Keepers of Life

 |  December 17, 2017

I have created nine outdoor environmental installations for the past few years now and with each one, I view them as a gift of gratitude to the natural world. I also view them as away to educate the public about environmental issues. Through the art work I also hope to help people to connect to the nature that is within themselves and around themselves.

Keepers of Life, yellow trail, Lake Roland, Baltimore, MD
multi-media outdoor installation, 30 x 40 inches

For this particular piece, Keepers of Life, I wanted to address a very concerning issue called Colony Collapse Disorder in which there has been a notable decline in the bee population in the United States as well as world wide. Colony collapse disorder has been a growing concern as without bees, the food supply for humans and wildlife and the planet’s biodiversity would plummet. Scientists are still uncertain whether the disorder is due to pesticides, climate change or both. The mirrors in this piece reflect the viewer back to reinforce the human role in both the demise and in the saving of the bees. I wanted the passerby to see themselves as part of the hive as well.

Humans are part of the problem but also part of the solution.

“Keepers” can refer to the bees as the keepers of survival of life on this planet as well as humans who need to act as stewards of the bees.

Sadly, a few days after I installed my piece, someone came and tore down my installation and either took it or threw it into the lake. I was upset and disappointed when I found out, of course. When I do these works, there is a process of letting go through out the creating process. I put these works out on the trail, knowing that there is risk, knowing that the weather, natural elements, decay, animal and human elements will wear on the work. That is part of the process and part of the gift that artists who do this type of work are giving to the world. The hardest part though is accepting the human element in the damage or disappearance in the artwork because it means that someone purposely, with intent, decided to steal, destroy or vandalize. It is disappointing….but perhaps a strong metaphor as to what I was getting at with Keepers of Life- the destruction that human activity can have on the health of the planet and the ecosystem as well as disregard of others. I am more disappointed that the final purpose of my installation- the part of having the public interact with the piece and learn about Colony Collapse Disorder has been taken away.

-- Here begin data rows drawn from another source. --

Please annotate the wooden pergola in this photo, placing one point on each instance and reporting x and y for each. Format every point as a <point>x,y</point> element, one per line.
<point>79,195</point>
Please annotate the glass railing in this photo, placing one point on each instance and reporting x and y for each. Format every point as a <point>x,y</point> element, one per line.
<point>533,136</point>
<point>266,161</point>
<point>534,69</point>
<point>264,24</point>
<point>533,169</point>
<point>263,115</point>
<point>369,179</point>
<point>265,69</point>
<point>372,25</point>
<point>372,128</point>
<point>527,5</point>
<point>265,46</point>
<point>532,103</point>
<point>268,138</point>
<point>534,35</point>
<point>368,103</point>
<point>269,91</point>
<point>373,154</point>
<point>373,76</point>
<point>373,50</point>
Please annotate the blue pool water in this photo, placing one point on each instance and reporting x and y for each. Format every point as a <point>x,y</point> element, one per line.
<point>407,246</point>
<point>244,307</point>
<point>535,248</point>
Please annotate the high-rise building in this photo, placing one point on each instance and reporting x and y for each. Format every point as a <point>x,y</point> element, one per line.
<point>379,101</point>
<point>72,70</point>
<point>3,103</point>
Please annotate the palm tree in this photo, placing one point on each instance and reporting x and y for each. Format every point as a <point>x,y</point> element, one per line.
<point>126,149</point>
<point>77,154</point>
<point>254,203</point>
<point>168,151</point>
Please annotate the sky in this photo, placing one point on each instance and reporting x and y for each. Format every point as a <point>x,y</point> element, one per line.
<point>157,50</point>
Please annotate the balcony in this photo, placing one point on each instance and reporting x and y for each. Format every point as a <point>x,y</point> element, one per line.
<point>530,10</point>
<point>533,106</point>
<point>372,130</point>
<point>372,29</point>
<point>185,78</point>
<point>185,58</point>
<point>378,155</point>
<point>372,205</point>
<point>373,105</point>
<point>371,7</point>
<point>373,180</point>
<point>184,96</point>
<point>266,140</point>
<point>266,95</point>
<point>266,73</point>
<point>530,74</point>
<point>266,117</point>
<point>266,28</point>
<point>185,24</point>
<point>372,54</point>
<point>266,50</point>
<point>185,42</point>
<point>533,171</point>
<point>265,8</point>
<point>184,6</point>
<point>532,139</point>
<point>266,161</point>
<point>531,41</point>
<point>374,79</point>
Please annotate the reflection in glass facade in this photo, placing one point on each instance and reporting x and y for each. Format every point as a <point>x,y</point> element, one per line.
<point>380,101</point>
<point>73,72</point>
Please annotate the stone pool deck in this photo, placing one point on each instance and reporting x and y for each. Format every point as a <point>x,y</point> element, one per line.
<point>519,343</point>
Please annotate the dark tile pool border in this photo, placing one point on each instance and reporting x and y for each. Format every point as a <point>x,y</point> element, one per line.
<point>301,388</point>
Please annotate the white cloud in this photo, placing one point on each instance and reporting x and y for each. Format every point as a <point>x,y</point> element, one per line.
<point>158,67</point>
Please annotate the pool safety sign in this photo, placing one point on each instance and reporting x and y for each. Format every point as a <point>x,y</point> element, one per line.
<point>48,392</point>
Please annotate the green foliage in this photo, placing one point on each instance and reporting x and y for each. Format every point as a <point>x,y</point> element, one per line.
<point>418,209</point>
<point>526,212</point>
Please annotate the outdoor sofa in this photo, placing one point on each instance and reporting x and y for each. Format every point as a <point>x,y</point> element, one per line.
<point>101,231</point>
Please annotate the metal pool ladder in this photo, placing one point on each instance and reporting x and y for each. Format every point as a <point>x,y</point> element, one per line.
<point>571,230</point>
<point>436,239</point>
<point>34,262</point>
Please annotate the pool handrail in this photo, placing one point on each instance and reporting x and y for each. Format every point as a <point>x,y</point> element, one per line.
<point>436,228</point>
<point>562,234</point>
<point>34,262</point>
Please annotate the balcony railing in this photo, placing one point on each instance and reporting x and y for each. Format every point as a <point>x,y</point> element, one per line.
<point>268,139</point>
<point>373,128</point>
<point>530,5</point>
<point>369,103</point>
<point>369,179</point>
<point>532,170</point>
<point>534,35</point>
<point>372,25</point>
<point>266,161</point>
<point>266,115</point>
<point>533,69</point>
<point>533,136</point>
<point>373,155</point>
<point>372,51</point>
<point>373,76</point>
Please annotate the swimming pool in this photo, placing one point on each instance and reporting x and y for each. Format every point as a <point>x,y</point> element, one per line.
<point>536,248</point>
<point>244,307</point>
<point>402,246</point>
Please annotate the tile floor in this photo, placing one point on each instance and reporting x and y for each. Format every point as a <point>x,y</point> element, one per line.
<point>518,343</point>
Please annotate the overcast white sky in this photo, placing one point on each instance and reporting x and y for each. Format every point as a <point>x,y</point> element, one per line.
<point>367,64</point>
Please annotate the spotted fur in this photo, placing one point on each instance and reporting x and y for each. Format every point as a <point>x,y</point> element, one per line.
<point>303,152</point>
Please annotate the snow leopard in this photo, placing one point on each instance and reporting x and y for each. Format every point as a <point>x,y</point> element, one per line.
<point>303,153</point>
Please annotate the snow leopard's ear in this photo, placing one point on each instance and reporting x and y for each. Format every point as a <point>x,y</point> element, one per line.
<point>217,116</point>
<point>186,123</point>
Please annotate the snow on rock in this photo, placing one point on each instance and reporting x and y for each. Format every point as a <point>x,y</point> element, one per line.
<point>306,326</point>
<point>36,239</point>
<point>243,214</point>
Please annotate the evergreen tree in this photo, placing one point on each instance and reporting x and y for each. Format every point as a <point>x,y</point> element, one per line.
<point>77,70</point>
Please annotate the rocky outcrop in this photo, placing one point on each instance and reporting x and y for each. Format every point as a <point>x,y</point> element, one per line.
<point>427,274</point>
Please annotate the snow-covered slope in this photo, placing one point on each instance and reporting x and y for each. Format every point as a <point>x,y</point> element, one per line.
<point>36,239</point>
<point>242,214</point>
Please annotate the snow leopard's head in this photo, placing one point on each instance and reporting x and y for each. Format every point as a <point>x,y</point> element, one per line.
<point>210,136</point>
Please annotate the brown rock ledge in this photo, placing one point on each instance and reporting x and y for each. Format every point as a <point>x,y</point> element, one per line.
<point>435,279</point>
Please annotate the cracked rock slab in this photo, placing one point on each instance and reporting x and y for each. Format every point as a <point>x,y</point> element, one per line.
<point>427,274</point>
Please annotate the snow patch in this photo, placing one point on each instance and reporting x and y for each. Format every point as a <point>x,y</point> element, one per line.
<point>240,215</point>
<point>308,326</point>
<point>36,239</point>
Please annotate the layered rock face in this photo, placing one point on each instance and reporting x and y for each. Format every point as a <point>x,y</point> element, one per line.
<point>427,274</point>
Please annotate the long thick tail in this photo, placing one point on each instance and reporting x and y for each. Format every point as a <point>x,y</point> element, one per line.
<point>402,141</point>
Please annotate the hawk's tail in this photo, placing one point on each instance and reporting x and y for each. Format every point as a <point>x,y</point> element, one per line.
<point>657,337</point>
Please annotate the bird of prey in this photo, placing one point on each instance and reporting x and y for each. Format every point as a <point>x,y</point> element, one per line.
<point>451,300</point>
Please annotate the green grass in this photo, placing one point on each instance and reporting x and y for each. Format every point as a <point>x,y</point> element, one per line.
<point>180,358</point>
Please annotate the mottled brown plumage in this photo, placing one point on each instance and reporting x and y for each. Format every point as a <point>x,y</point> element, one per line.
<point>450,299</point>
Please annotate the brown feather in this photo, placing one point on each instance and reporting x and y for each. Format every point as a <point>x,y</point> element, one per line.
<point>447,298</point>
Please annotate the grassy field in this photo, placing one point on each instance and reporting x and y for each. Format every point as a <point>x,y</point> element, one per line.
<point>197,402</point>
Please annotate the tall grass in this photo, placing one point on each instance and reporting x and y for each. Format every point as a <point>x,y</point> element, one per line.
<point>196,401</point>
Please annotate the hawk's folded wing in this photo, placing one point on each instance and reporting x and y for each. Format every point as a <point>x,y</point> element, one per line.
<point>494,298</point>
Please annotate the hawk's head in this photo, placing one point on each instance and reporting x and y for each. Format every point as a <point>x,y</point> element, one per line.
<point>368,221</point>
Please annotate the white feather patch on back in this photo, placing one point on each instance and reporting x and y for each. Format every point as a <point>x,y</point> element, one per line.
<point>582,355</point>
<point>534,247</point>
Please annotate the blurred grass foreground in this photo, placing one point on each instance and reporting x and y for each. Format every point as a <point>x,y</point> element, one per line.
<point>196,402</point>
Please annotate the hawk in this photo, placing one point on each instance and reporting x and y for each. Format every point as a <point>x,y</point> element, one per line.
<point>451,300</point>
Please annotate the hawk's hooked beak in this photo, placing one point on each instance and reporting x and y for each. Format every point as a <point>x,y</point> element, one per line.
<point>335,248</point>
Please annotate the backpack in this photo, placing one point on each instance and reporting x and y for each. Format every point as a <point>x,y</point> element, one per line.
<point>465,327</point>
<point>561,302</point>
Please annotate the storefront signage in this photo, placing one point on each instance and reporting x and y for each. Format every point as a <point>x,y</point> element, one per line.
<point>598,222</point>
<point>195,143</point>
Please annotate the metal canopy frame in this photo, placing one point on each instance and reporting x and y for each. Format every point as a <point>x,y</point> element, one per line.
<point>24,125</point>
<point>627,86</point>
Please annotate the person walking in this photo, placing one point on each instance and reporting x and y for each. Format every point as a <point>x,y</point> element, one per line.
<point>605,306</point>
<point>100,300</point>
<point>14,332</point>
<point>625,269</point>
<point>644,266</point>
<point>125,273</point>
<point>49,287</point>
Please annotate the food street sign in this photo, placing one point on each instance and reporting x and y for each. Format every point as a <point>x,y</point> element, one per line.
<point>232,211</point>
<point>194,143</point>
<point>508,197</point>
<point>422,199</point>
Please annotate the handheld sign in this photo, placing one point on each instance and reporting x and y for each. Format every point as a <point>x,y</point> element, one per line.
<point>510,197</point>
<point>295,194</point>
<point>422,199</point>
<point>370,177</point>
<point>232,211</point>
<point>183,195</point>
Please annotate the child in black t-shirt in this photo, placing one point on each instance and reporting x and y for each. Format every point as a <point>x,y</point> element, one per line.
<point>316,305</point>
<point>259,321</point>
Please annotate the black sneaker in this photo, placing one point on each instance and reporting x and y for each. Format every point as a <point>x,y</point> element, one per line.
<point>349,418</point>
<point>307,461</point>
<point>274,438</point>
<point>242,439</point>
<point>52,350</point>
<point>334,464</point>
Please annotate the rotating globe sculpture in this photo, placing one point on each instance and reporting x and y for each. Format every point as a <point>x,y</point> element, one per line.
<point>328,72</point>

Ephemeral work is temporary and the meaning of the work lies in the process of the artist collaborating with nature. It is a joy for me to work with and in nature and no one can take that aspect away.

My work often has threads sewn into or woven in and out of the piece whether it is 2D paintings or these types of installations or book art. These threads serve as a metaphor that we are all connected. Some outside force may come in and try to sever those connections, but in truth, they cannot be severed.

“All things are connected like the blood that unites us. We do not weave the web of life, we are merely a strand in it. Whatever we do to the web, we do to ourselves.” – Chief Seattle

A week after my hive was taken, another act of destruction occurred and my other fiber piece “Social Network” that I installed in 2016 was cut down. Fortunately it was found thrown in the lake and a kind person waded out into the cold water and fetched it. In truth, I am still reeling from the purposeful damage done to my artwork that I truly see as a gift to the public that use the trails. This is my heart’s work and it’s been difficult for me to release the disappointment and disillusionment these past two weeks. But as I wrote above, I let go of the work to whatever may happen to them. I had a good long quiet moment with “Keepers of Life” after I installed it, expressed my gratitude to it for the lessons it taught me and said goodbye before I walked away.

As my good friend Jen said to me after she learned of what happened to my hive piece, “Be like a bee and build it again”. The bees are persistent and always dedicated to the health and well being of the hive and they build and build and build again.

“The more complex the network is, the more complex its pattern of interconnections, the more resilient it will be.” – Fritjof Capra

To view all my outdoor art installation in one place, please visit this album on Flickr. Because “Social Network” was found I am still holding out hope that “Keepers of Life” will also resurface.


  1. by Shannon Weber on December 17, 2017  2:21 pm Reply

    Lovely Bridgette!
    I am sorry about the stupid- I also use to put up inspired install's around where I live only to have them taken down or broken. Take heart my dear friend it makes one pull out all the stops on CLEVER!!! YOUR AMAZING!!! MUCH LOVE AND MAGIC TO YOU BRGETTE!!! KEEP ON GLOWING!! XO

    • by Bridgette Guerzon Mills on December 19, 2017  10:11 am Reply

      Thanks Shannon for your encouragement! When i met you I remember telling you that I felt such a strong pull towards this type of work even though at that point i didn't even really know what I meant. Your encouraging words mean so much to me. Thank you always. It seems that we all always have to put up with stupid somehow or other!